Uses Spring's ApplicationContext to fetch all beans of type TargetedPermissionEvaluator.

Returns the appropriate evaluator based on the provided class name, or a DenyAllPermissionEvaluator if none is found.



MainPermissionEvaluator

The main entry point for permission evaluation:



```java

public class MainPermissionEvaluator implements PermissionEvaluator {

    // ... (constructor and fields omitted for brevity)



    @Override

    public boolean hasPermission(Authentication authentication, Object targetDomainObject, Object permission) {

        // ... (implementation details)

    }



    @Override

    public boolean hasPermission(Authentication authentication, Serializable targetId, String targetType, Object permission) {

        // ... (implementation details)

    }

}

```



Delegates to the appropriate TargetedPermissionEvaluator based on the target object's class or provided target type.

Falls back to DenyAllPermissionEvaluator if no specific evaluator is found.



DenyAllPermissionEvaluator

A fallback permission evaluator that denies all permissions:



```java

public class DenyAllPermissionEvaluator implements TargetedPermissionEvaluator {

    // ... (implementation details)

}

```



Always returns false for any permission check.

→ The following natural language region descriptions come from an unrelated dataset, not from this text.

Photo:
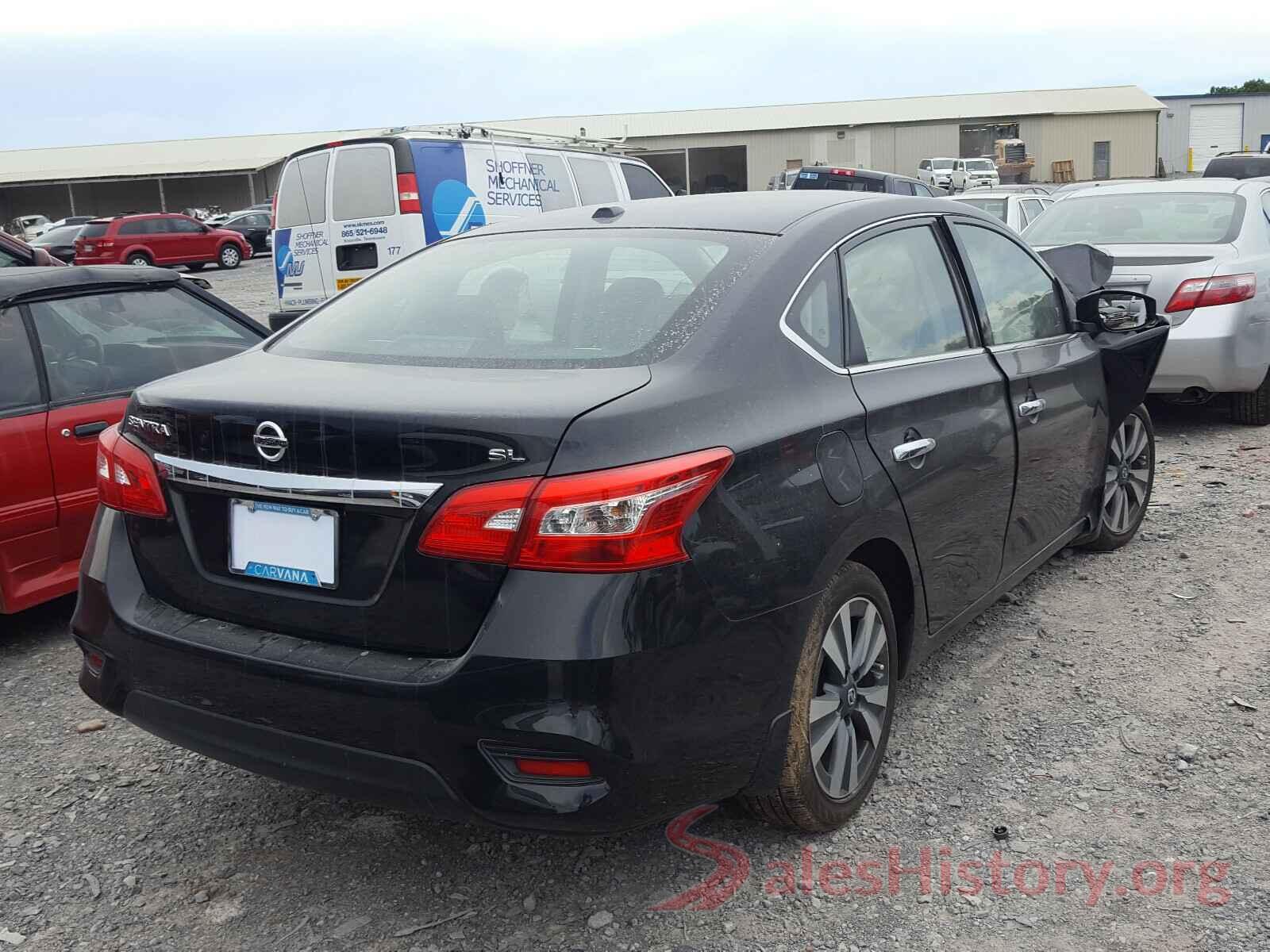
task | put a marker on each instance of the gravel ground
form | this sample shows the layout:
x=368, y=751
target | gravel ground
x=251, y=287
x=1090, y=712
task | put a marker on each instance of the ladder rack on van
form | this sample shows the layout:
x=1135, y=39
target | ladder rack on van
x=548, y=139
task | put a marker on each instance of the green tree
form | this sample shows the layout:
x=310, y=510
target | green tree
x=1250, y=86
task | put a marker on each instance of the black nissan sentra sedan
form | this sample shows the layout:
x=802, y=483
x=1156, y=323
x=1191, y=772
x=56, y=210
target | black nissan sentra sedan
x=575, y=522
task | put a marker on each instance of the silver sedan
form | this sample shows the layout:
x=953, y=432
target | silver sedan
x=1202, y=249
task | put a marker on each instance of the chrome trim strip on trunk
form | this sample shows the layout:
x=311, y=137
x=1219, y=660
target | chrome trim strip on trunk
x=296, y=486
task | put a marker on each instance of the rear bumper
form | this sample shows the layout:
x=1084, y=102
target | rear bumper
x=1221, y=349
x=668, y=719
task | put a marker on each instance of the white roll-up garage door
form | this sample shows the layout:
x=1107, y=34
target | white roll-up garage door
x=1216, y=129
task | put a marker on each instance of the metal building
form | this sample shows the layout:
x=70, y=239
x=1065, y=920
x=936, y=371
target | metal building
x=1195, y=129
x=1106, y=132
x=232, y=171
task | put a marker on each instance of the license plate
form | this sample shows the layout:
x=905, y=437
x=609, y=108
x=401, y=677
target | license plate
x=283, y=543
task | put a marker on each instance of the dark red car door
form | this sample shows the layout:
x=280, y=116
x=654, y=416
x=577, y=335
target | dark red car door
x=29, y=550
x=192, y=240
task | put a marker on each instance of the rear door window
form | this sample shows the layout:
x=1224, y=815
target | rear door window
x=643, y=183
x=901, y=300
x=111, y=343
x=595, y=181
x=302, y=192
x=19, y=386
x=364, y=186
x=10, y=259
x=1018, y=295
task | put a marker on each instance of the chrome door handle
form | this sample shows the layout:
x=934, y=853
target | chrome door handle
x=914, y=450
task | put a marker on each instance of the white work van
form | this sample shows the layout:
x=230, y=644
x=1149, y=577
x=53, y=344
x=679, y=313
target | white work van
x=346, y=209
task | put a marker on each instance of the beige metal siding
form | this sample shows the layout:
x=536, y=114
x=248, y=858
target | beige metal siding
x=1056, y=137
x=766, y=152
x=924, y=141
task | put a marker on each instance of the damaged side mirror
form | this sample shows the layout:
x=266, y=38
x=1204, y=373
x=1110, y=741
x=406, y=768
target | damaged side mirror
x=1115, y=311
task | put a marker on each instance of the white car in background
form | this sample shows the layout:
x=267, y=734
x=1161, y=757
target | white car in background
x=975, y=173
x=1016, y=209
x=1202, y=249
x=937, y=173
x=29, y=228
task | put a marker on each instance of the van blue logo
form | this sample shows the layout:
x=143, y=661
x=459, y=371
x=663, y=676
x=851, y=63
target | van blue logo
x=456, y=209
x=283, y=257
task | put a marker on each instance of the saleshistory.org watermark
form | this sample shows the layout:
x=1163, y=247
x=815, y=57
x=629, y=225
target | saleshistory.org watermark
x=937, y=869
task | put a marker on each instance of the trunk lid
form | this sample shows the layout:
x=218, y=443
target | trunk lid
x=352, y=424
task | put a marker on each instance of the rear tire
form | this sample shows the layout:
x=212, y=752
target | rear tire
x=1130, y=475
x=229, y=257
x=1253, y=408
x=840, y=720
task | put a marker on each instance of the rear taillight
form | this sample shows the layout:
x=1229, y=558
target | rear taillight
x=126, y=476
x=1208, y=292
x=552, y=768
x=609, y=520
x=479, y=524
x=408, y=194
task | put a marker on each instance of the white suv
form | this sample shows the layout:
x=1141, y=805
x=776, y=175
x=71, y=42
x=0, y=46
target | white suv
x=937, y=171
x=975, y=173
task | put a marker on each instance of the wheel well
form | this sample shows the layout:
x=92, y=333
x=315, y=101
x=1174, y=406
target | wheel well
x=888, y=562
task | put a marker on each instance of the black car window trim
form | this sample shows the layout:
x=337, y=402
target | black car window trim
x=33, y=343
x=968, y=321
x=794, y=338
x=981, y=310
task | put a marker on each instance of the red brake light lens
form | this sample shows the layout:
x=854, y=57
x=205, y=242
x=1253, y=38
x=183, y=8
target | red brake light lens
x=1210, y=292
x=556, y=770
x=479, y=524
x=408, y=194
x=622, y=520
x=126, y=476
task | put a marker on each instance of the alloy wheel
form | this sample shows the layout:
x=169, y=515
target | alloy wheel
x=1127, y=476
x=849, y=710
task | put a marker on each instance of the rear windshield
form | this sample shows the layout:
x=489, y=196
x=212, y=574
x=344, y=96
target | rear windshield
x=556, y=298
x=996, y=207
x=838, y=183
x=1141, y=219
x=1237, y=167
x=59, y=236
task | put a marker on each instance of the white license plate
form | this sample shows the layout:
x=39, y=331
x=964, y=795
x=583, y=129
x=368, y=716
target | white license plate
x=283, y=543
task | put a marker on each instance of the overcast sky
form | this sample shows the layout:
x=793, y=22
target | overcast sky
x=298, y=67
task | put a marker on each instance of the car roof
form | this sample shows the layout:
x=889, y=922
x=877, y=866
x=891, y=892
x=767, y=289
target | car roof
x=23, y=282
x=759, y=213
x=1195, y=184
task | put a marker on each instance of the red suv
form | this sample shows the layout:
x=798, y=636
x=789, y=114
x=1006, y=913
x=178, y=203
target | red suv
x=159, y=239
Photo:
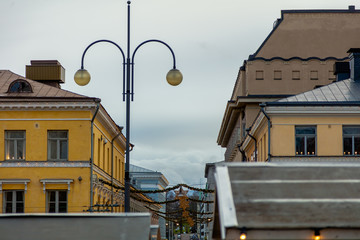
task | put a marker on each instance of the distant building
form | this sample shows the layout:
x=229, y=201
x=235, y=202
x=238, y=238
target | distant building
x=47, y=135
x=297, y=56
x=317, y=125
x=145, y=179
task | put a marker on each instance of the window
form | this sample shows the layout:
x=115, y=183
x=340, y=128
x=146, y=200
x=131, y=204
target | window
x=277, y=75
x=57, y=145
x=332, y=76
x=305, y=138
x=351, y=140
x=15, y=145
x=259, y=75
x=295, y=75
x=314, y=75
x=13, y=202
x=19, y=86
x=56, y=201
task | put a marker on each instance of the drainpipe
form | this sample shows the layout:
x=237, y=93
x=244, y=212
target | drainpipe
x=248, y=130
x=92, y=154
x=242, y=152
x=112, y=168
x=269, y=126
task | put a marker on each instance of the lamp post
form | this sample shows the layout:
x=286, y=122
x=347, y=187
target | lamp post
x=82, y=77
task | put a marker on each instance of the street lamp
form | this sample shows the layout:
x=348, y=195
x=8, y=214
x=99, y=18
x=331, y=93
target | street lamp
x=82, y=77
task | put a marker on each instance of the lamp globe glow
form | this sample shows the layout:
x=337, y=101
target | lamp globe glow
x=82, y=77
x=174, y=77
x=243, y=236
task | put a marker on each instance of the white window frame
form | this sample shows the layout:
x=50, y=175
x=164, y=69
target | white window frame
x=58, y=146
x=15, y=140
x=13, y=201
x=57, y=201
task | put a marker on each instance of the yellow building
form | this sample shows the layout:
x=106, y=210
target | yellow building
x=297, y=56
x=318, y=125
x=46, y=139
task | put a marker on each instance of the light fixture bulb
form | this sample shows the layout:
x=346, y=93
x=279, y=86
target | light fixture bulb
x=174, y=77
x=243, y=236
x=317, y=234
x=82, y=77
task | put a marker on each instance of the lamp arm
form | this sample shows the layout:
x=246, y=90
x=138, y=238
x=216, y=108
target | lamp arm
x=122, y=53
x=103, y=40
x=159, y=41
x=133, y=56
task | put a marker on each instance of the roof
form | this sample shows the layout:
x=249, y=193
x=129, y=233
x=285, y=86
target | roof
x=342, y=92
x=134, y=168
x=304, y=28
x=39, y=90
x=288, y=195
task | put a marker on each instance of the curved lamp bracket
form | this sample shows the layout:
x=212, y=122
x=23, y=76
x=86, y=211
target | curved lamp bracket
x=133, y=56
x=122, y=53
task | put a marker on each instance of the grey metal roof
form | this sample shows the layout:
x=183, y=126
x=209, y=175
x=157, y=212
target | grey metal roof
x=39, y=90
x=342, y=91
x=134, y=168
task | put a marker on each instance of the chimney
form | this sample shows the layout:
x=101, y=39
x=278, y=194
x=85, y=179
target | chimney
x=49, y=72
x=354, y=64
x=342, y=71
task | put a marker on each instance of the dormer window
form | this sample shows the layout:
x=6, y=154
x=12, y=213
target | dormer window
x=20, y=86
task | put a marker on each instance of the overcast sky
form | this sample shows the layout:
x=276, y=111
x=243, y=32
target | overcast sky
x=174, y=129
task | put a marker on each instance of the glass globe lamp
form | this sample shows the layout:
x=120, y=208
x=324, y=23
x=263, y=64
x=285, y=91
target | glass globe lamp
x=174, y=77
x=82, y=77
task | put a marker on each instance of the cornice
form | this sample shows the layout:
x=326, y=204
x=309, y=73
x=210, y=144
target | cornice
x=313, y=110
x=297, y=58
x=47, y=164
x=58, y=105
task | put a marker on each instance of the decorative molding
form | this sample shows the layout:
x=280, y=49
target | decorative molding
x=45, y=119
x=13, y=105
x=14, y=181
x=30, y=164
x=56, y=181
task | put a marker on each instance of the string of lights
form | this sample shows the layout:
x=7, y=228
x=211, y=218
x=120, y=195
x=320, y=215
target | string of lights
x=160, y=190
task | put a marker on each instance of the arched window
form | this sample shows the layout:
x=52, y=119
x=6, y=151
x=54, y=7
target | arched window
x=19, y=86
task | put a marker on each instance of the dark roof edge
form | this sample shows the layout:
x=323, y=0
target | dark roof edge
x=320, y=11
x=342, y=103
x=298, y=58
x=55, y=99
x=276, y=23
x=279, y=20
x=266, y=96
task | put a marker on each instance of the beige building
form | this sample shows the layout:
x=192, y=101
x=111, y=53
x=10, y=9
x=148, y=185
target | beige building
x=297, y=56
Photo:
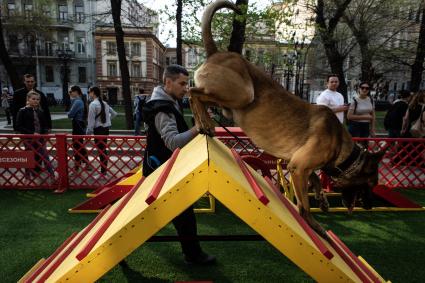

Used as a default when no specific evaluator is found.



### Usage



Create custom permission evaluators by implementing TargetedPermissionEvaluator:



```java



@Component

public class TestPermissionEvaluator implements TargetedPermissionEvaluator {

    @Override

    public String getTargetType() {

        return Person.class.getName();

    }



    // ... (implement hasPermission methods)

}

```



Use the @PreAuthorize annotation with the hasPermission expression:



```java

import org.springframework.http.ResponseEntity;



@PreAuthorize("hasPermission(null, 'com.example.person', null)")

public ResponseEntity deletePerson() {

    // ...

}

```



Applying it to your own MethodSecurityExpressionHandler



```java



@Bean

public PermissionEvaluatorManager permissionEvaluatorManager(ApplicationContext applicationContext) {

    return new PermissionEvaluatorManager(applicationContext);

}



@Bean

public MethodSecurityExpressionHandler methodSecurityExpressionHandler(

        RoleHierarchy roleHierarchy,

        PermissionEvaluatorManager permissionEvaluatorManager

) {

    DefaultMethodSecurityExpressionHandler expressionHandler = new DefaultMethodSecurityExpressionHandler();

    expressionHandler.setRoleHierarchy(roleHierarchy);

    expressionHandler.setPermissionEvaluator(new MainPermissionEvaluator(permissionEvaluatorManager));

    return expressionHandler;

}

```



How It Works



When a method annotated with @PreAuthorize is called, Spring Security invokes the MainPermissionEvaluator.

MainPermissionEvaluator uses PermissionEvaluatorManager to find the appropriate TargetedPermissionEvaluator.

If a matching evaluator is found, it's used to check the permission.

If no matching evaluator is found, the DenyAllPermissionEvaluator is used, denying the permission.